Dr. Trabert: Hastaneler vuruluyor, endişeliyiz

Türk devletinin saldırılarında hedef olan Kobanî Tıp Merkezi’nin sponsorluğunu da yapan Prof. Dr. Gerhard Trabert sağlık kurumları ve hizmetlerinin hedef alındığının altını çizdi. Dr. Trabert, “Sağlık yardımları, bir askeri strateji değil, insani bir zorunluluk olarak değerlendirilmelidir. Bu yüzden, sivil alanlarda güvence sağlanmalı ve demokrasiye önem verilmelidir.
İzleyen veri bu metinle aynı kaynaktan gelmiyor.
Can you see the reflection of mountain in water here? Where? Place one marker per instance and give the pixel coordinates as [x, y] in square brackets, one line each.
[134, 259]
Sağlık merkezlerinin askeri saldırılarla yok edilmesine asla izin verilmemelidir; bu, insan haklarına doğrudan bir saldırıdır” dedi. Şu anda Kobanî’de büyük bir sağlık merkezi kurmaya çalıştıklarını, bu projelerini Lüksemburg ve İsviçre’deki bazı organizasyonlarla ortaklaşa yürüttüklerini belirten Trabert, “Bu merkez aracılığıyla dayanışmayı sağlamayı ve bölgedeki insanlara daha fazla yardım sunmayı hedefliyoruz. Ne yazık ki bu merkezi kurarken sürekli endişe duyuyoruz; çünkü saldırıların tekrar etmesi halinde bu merkezin zarar göreceğinden korkuyoruz. Ancak, biz dayanışma ruhuyla bu yola çıktık ve insanlarla el ele çalışıyoruz” diye konuştu.